Wohnungs-Wahnsinn in Genf: 92-Jährige muss nach 53 Jahren ausziehen
Mehrere Jahrzehnte wohnte sie in derselben Genfer Wohnung. Wegen einer neuen Verwaltung muss die 92-Jährige nun die Wohnungsschlüssel abgeben.

Das Wichtigste in Kürze
- In Genf erhält eine 92-Jährige die Kündigung – nach 53 Jahren in der gleichen Wohnung.
- Es werden alle Mieter wegen Umbau gekündigt.
- Die Seniorin vermutet, dass die Besitzer die Mieten verdoppeln oder verdreifachen wollen.
Bittere Überraschung kurz vor Weihnachten: Im Dezember erhielt eine 92-jährige Frau ihre Kündigung. Nach 53 Jahren muss Micheline Lagarde ihre Wohnung in Genf verlassen.

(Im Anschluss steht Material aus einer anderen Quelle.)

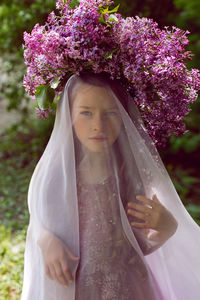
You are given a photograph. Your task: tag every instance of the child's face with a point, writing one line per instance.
(95, 117)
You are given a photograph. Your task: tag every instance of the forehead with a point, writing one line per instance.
(94, 97)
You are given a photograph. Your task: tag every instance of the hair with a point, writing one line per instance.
(103, 80)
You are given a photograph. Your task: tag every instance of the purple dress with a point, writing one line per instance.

Eine Immobilienfirma kaufte das Gebäude an der Rue Butini Anfang 2025 für 14 Millionen Franken. Das führte zur Massenkündigung: Alle Bewohnenden sollen ausziehen.
Die neue Verwaltung begründet dies mit geplanten Renovierungsarbeiten und einer Aufstockung. Eine Bewohnung während der Arbeiten sei ausserdem zu gefährlich.
Doch die betagte Mieterin vermutet andere Motive. «Im Moment sind die Mieten recht vernünftig. Nach der Renovierung werden sie sich meiner Meinung nach verdoppeln oder sogar verdreifachen», sagt Lagarde gegenüber RTS.
Mieterverband kritisiert fragwürdige Praktiken
Sie könnte Recht behalten. Christian Dandrès vom Schweizerischen Mieterverband erkennt dahinter ein System.
Der SP-Nationalrat aus Genf erklärt dem Sender: «Diese Gruppen kaufen Immobilien zu ausserordentlichen Preisen. Dann werfen sie alle raus, um die Mieten auf 3000 oder 4000 Franken pro Monat zu bringen.»
Diese Praxis stamme ursprünglich aus der Deutschschweiz. Nun finde sie auch in der Romandie Anklang. Rafaella Willig, Juristin beim Mieterverband, zweifelt an den vorgeschobenen Gründen.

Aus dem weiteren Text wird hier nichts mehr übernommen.